Blood in the Water is a fascinating, sobering look at a horrific event.
In early September 1971, some 1,300 inmates took over the Attica Correctional Facility in New York. A move designed to protest the years of mistreatment of prisoners within the penal system and in response to a number of previous, relatively non-violent prison uprisings, the events that unfolded over the next four days would have far reaching consequences that none involved could have foreseen. By the time the heavily armed troopers and correction officers finished their counterattack to take back the prison, 39 men were dead – both prisoners and hostages – while more than 100 others were severely wounded. It’s an event which, in hindsight, seems almost unfathomable, yet it was sadly very much in keeping with the times in terms of the overwhelming “us vs. them” mentality permeating the nation (just see the Kent State massacre for further proof of the heavy-handed tactics employed by those in positions of power).

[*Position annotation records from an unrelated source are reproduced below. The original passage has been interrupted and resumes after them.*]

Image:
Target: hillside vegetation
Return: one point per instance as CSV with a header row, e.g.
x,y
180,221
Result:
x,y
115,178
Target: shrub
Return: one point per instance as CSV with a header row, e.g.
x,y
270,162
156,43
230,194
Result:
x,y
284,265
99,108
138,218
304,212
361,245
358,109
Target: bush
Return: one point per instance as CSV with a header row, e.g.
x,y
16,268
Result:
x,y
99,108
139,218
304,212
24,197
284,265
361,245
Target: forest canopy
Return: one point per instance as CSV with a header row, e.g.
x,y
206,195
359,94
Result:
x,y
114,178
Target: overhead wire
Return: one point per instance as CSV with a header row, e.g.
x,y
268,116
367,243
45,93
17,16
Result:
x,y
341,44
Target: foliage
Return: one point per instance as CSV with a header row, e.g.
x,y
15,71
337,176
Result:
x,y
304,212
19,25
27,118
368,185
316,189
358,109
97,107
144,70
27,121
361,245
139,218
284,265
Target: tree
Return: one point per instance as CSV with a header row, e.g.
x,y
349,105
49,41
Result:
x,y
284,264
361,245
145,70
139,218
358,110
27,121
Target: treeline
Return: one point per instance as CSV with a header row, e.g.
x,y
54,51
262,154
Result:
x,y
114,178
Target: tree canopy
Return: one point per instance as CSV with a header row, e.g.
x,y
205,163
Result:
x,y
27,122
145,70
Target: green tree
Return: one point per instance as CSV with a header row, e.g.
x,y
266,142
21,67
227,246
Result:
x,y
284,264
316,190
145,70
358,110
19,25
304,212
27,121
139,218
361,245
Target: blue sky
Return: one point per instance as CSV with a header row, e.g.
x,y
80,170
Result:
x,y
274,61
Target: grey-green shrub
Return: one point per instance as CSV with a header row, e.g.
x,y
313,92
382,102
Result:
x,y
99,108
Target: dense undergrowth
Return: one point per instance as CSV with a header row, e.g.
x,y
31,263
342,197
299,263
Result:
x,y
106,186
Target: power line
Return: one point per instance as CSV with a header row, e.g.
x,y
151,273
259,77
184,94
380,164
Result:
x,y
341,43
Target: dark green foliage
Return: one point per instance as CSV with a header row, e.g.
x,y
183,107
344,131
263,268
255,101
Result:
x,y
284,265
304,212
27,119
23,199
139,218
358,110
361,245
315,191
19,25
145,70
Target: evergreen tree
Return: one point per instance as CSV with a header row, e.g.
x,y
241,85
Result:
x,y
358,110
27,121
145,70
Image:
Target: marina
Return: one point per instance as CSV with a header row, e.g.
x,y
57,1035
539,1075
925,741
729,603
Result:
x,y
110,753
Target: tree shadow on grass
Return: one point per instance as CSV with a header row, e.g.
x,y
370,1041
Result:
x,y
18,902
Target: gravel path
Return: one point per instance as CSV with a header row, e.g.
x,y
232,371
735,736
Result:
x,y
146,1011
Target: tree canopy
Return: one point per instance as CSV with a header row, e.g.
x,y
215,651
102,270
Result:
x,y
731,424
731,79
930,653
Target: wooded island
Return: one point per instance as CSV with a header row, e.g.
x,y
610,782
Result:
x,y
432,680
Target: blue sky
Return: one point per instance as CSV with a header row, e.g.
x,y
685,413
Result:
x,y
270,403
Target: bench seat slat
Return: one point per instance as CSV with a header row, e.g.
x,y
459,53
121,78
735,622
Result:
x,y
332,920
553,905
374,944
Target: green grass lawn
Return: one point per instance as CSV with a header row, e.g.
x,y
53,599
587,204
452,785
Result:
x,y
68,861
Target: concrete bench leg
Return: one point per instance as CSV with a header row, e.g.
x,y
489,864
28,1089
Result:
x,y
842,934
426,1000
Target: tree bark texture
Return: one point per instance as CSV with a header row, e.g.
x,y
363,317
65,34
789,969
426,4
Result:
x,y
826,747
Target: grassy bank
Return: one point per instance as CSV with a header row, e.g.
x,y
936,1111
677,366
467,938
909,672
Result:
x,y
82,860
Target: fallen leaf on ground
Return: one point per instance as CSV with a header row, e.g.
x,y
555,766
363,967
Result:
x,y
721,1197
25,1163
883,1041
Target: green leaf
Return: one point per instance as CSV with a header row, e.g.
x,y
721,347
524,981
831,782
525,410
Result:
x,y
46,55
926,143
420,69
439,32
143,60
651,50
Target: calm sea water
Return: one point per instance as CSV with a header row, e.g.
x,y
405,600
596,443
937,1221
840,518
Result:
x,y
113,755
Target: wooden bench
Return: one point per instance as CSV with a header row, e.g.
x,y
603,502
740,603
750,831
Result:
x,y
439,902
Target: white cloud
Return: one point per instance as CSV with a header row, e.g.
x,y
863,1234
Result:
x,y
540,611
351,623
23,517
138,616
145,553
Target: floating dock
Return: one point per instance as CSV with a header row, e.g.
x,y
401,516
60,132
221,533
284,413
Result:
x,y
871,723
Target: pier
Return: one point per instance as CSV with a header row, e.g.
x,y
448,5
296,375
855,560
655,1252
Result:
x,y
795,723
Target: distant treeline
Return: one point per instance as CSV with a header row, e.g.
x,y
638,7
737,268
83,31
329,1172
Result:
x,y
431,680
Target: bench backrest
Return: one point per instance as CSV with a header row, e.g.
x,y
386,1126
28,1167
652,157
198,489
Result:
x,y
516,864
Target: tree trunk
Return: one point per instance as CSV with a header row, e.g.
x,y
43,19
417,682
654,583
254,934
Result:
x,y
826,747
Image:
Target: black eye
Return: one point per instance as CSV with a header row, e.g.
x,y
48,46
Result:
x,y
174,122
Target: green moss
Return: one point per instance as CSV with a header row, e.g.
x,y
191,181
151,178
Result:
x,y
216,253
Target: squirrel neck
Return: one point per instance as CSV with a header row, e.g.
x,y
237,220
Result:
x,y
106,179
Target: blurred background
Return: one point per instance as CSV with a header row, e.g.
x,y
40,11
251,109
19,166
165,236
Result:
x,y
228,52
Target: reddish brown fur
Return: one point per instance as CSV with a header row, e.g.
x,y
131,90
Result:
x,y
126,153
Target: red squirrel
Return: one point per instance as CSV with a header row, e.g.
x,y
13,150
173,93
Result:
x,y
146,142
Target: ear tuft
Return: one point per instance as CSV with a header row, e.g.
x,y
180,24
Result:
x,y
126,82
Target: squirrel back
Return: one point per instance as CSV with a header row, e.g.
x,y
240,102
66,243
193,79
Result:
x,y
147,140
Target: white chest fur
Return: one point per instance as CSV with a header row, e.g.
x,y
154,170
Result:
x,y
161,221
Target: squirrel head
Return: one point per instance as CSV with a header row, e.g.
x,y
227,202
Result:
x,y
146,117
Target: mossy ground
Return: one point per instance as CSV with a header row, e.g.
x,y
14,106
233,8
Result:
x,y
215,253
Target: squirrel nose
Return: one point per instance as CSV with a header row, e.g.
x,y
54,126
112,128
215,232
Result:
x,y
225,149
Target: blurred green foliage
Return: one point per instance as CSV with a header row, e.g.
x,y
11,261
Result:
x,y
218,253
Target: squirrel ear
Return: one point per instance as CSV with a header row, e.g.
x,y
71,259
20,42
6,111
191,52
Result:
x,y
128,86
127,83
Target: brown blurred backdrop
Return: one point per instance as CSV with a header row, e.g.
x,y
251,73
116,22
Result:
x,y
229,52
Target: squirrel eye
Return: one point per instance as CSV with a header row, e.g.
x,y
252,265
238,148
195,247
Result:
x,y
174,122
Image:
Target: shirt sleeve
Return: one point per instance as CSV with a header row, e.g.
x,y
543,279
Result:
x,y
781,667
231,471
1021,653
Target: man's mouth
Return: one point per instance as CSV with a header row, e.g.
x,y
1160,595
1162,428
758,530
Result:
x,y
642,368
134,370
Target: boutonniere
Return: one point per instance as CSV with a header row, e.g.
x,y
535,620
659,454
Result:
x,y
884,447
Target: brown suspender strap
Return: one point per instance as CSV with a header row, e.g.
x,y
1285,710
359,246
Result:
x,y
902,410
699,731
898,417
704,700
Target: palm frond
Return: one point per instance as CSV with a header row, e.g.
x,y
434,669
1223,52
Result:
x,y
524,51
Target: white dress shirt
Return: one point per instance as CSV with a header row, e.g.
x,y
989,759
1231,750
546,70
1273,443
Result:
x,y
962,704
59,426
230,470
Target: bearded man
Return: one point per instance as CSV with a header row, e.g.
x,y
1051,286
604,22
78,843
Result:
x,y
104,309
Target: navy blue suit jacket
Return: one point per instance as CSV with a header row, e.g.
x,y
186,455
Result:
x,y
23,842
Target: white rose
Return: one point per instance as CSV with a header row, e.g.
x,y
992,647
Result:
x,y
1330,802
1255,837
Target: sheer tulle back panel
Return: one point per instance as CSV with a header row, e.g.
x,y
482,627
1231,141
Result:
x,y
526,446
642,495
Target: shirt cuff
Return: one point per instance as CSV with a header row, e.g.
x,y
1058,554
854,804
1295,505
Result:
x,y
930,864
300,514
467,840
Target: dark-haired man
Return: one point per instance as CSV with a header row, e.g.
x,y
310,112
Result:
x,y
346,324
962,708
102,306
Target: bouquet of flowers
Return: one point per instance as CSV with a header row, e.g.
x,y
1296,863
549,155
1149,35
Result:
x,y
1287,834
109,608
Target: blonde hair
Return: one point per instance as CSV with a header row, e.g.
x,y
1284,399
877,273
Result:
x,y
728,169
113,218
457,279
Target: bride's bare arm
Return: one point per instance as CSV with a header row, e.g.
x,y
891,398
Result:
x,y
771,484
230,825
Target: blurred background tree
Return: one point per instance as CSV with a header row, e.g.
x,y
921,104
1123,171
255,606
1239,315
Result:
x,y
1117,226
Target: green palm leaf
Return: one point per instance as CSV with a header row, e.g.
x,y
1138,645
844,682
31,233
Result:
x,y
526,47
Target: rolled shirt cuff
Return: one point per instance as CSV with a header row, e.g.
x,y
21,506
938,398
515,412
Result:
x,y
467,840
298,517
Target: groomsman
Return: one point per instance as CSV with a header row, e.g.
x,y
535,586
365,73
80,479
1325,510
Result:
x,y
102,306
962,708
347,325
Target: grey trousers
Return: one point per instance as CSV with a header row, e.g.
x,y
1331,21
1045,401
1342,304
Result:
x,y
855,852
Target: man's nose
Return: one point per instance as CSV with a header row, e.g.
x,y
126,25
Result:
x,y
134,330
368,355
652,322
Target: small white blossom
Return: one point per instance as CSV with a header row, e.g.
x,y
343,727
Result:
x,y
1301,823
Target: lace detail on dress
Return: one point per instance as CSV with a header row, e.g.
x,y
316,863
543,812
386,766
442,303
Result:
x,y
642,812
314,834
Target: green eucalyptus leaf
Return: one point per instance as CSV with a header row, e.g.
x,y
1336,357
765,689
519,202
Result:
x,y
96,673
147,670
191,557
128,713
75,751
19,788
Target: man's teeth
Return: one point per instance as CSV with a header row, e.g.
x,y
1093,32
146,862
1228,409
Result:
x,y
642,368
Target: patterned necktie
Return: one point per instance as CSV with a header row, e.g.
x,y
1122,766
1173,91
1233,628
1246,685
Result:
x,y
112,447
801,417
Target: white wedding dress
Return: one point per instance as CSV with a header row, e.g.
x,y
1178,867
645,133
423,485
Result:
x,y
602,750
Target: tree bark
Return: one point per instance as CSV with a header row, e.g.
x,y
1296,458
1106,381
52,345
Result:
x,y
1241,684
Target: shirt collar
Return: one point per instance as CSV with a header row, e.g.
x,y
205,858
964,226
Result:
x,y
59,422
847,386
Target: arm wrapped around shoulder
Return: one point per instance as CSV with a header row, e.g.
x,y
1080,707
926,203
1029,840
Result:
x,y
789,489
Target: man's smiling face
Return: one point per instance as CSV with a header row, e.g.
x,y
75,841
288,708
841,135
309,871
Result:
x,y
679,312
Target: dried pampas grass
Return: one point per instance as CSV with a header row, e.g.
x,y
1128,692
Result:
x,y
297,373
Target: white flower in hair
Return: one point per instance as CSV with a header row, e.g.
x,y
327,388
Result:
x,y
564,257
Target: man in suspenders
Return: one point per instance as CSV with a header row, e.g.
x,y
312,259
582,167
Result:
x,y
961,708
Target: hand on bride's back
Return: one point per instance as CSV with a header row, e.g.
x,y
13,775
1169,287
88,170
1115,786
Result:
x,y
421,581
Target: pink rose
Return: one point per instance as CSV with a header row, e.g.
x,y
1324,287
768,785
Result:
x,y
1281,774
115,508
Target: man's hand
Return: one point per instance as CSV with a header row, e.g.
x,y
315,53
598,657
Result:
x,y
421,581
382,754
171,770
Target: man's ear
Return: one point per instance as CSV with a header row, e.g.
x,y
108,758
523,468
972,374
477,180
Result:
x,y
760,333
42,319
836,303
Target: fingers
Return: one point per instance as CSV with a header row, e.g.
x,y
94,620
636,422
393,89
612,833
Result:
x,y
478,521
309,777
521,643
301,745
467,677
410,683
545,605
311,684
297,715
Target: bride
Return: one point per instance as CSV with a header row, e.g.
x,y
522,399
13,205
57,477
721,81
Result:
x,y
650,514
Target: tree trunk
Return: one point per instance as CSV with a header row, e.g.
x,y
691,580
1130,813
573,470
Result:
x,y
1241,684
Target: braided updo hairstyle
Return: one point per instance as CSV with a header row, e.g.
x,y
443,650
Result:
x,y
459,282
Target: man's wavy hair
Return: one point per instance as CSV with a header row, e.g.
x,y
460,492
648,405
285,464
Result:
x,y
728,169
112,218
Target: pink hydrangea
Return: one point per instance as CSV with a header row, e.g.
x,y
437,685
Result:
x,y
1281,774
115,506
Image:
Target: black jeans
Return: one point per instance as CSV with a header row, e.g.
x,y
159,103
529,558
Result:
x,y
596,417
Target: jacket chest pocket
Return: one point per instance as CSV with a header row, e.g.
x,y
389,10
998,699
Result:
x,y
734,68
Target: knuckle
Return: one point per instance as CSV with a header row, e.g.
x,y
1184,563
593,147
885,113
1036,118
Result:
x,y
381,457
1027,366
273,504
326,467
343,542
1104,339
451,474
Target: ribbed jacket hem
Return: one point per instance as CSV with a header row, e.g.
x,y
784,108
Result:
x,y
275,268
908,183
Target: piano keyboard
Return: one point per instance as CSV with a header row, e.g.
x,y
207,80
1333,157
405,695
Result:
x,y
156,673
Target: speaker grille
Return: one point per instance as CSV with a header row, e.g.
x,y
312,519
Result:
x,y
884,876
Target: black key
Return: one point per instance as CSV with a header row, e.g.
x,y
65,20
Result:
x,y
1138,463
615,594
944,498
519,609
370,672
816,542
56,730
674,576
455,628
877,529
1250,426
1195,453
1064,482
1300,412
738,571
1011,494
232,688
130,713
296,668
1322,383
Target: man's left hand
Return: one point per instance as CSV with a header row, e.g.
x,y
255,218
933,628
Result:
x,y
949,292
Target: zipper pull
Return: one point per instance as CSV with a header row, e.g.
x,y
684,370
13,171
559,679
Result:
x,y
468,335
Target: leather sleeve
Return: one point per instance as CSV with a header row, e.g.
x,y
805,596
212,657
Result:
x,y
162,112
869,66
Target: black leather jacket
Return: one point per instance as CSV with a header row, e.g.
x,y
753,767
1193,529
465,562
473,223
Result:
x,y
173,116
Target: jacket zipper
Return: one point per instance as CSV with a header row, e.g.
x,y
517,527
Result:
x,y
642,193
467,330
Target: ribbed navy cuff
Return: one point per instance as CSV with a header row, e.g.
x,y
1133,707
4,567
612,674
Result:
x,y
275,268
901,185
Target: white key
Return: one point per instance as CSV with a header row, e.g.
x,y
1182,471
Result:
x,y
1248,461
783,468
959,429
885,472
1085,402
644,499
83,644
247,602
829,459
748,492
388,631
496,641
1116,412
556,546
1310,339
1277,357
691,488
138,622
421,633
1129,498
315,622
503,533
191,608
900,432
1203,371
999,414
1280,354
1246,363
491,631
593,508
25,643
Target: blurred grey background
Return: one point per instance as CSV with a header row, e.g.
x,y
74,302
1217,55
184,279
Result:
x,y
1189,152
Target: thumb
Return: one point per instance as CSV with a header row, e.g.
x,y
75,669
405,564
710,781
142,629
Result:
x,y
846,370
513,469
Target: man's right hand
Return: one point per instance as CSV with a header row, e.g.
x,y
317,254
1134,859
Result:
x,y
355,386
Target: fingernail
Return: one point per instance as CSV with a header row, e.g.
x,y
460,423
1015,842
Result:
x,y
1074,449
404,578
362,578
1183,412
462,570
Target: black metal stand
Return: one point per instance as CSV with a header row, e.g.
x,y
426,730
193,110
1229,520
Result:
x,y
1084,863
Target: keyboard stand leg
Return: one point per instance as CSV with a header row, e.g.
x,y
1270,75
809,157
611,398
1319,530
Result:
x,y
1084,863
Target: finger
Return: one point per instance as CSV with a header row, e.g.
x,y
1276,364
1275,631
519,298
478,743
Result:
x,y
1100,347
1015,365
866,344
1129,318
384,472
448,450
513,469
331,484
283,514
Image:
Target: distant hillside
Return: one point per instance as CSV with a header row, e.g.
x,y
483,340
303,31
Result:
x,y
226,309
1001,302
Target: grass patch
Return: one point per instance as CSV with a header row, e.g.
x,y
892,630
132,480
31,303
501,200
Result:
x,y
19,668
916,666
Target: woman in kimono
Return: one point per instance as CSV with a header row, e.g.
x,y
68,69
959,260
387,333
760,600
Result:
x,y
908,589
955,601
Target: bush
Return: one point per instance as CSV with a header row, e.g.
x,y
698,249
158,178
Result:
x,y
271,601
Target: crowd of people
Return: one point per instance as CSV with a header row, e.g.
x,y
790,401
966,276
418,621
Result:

Heather Ann Thompson’s Pulitzer Prize-winning look at the Attica uprising and its aftereffects, Blood in the Water, is a sobering reminder of how quickly things can escalate from civil unrest to mass carnage. Following years of research and unprecedented access to all manner of files, artifacts and personal accounts of those who lived through the madness, Thompson has compiled what is to date the most complete look at the events that transpired at Attica. The level of government involvement in the cover up is staggering, her introduction laying out the lengths to which those in power have gone to ensure any evidence of wrongdoing remains obscured and lost to time. From heavily redacted documents to “missing” evidence that Thompson herself claims to have witnessed firsthand only to have it vanish shortly thereafter, it’s clear that the wounds inflicted by the uprising and armed suppression may never truly heal.
Rather than simply recount facts or take a chronologically linear approach, Thompson peoples her narrative with the lives both lived and lost within the walls of the Attica Correctional Facility. Laying out the horrendous conditions in which the inmates were forced to exist and the government meddling that led to the explosion of frustration, she creates a fully-formed story that possesses a level of depth and nuance often lost in more academic accounts of historic events. This isn’t to say Thompson’s work is that of a layman, rather her approach is not only incredibly accessible, but also wildly engaging and with the breathless pacing of a socio-political thriller. That these tragic events actually transpired nearly 50 years ago is all the more haunting as we are drawn into the lives of the prisoners and correctional officers whose lives were forever changed.
More than anything else, Thompson’s investigative persistence and tenacity should be applauded as, without it, much of the information contained within the 700-plus pages of Blood in the Water would’ve remained hidden from the public. Given the social and political climate within which we are currently mired, the lessons Blood in the Water affords are painfully relevant. From institutionalized racism to rampant political corruption, sadly little has changed in the intervening decades. That prison reform – not to mention overcrowding – remains an issue shows just how futile the efforts of those who ultimately gave their lives to help better their own living conditions really were. Blood in the Water is a fascinating, sobering look at a horrific event, the lives of those most directly affected, the level of political corruption involved and just how effective persistent legwork can be in uncovering long-hidden truths.